İkisi bir arada yürümeyen, yürütülemeyen bir durum, bir eylemdir bu..
Nefes alıp veren.. İnsan olarak varlığın ve varlığının farkında olup akıl ve gönül sahibi bir kimse için; ("Bir beyin ve bir kalp taşıyan" şeklinde de söylenebilir bu..) Birbirine zıt, birisi diğerine yer bırakmayan böyle bir tavır içinde olabileceği asla söylenemez. Olsa da bu durum sürdürülebilir değildir.
Benim inancım bu..
Siz de aksini düşünüp kurgulamak suretiyle bir akıl yürütebilirsiniz. Çünkü bu ülke, sabaha karşı kumar masasından çakırkeyif kalkıp yatağına kendini zor atan yöneticileri de gördü.
Nitekim İcra Vekilleri Heyetleri'ni saymazsak, İsmet Paşa'nın başında bulunduğu 1.
Hükümetten, Ahmet Davutoğlu başkanlığındaki 63 ncü Hükümete kadar 92 yılda 63 hükümetle yönetilir (daha doğrusu YÖNETİLEMEZ) hale gelmezdi.
Burada kabaca bir hesap yaparak, 92 yılı 63'e bölsek bir hükümete 1,5 yıl bile düşmemektedir iktidarını gösterip bir icraat ortaya koyabilmesi için.. Değil köprü, baraj vs yapmak; yaşayan insanların günlük mübrem ihtiyaçlarının görülmesi için bile bu süre yetmez.
Bir de Cumhurbaşkanı ve başbakanları sürekli çatışan, birbiriyle kavga eden, birçok konuda ayrılığa düşen, medyada birbirine laf yetiştiren bir ülke ki biz bunları çok yaşadık:
Atatürk ile İnönü'nün anlaşmazlıkları henüz tam olarak gün yüzüne çıkmadı. Sonra Celal Bayar.. iktidarı boyunca Menderes'in elini kolunu bağlamıştır.
Asker cumhurbaşkanlarını saymazsak; Demirel ile Özal, Cumhurbaşkanı veya başbakan iken sürekli kavgalıydılar, bir konuda bile uzlaştıklarını kimse söyleyemez. Özal, kendi seçtiği başbakanlarıyla bile anlaşıp uzlaşamadı, vefatına yakın parti kurmaya kalktığını da herkes bilir.
Ahmet Necdet Sezer'i ortaya çıkaran Ecevit'ti, birbirine Anayasa kitapçığı fırlatıp işi "Nankör" lükle suçlamaya kadar götürdüler.
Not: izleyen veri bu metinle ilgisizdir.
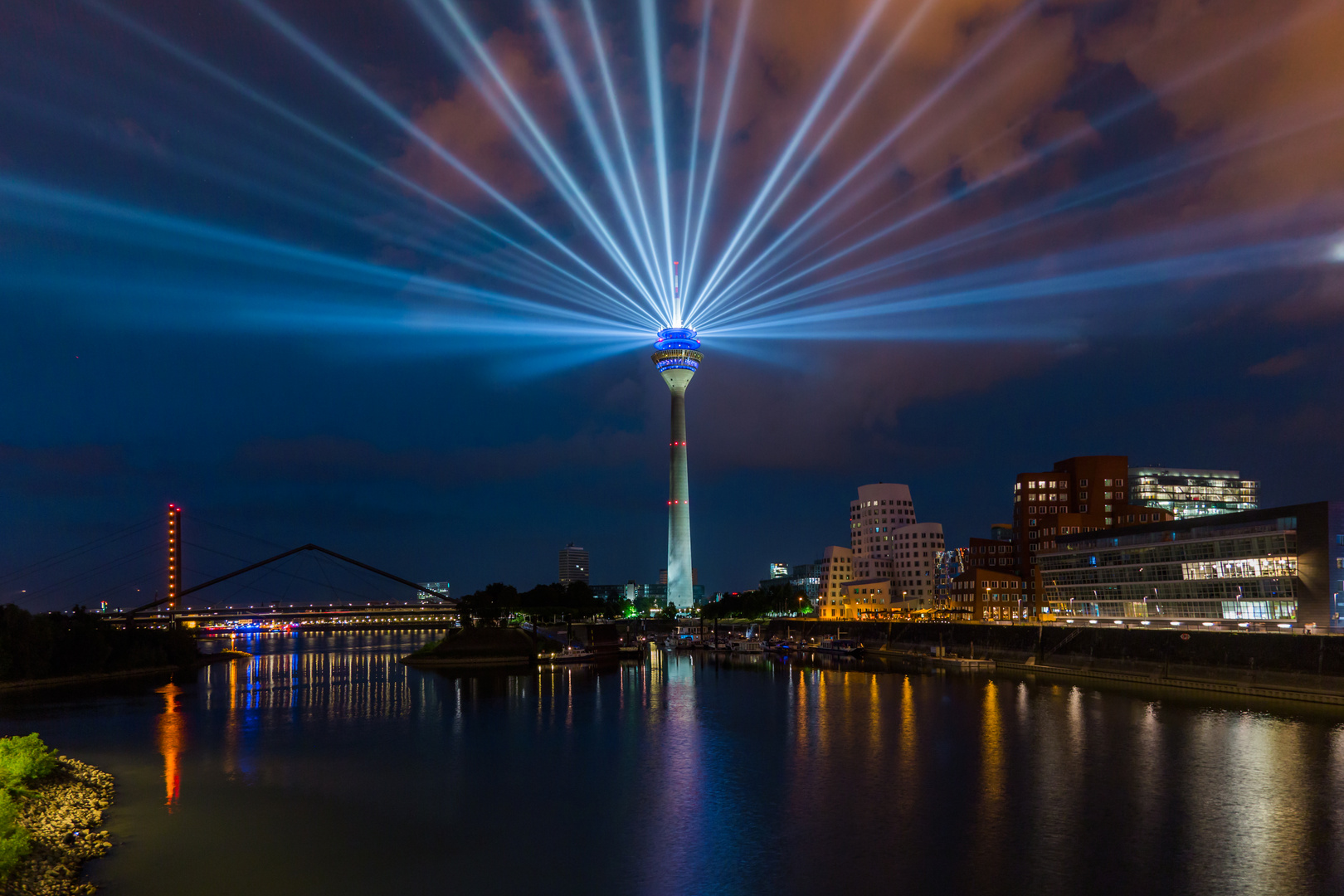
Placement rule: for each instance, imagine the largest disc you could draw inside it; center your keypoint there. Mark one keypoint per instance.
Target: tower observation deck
(678, 359)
Abdullah Bey ile Erdoğan'ın arasına nifak sokamamaları ikisinin de tuzağın farkında olmalarındandır.
Demek ki yönetim aygıtında bir sıkıntı var ve adı BAŞKANLIK da olsa herkesin bir irade koyup sistemi onarmaları mecburidir.
Davutoğlu-Erdoğan ilişkisi yürüyorsa bu mayaları ve ideallerinin icabıdır.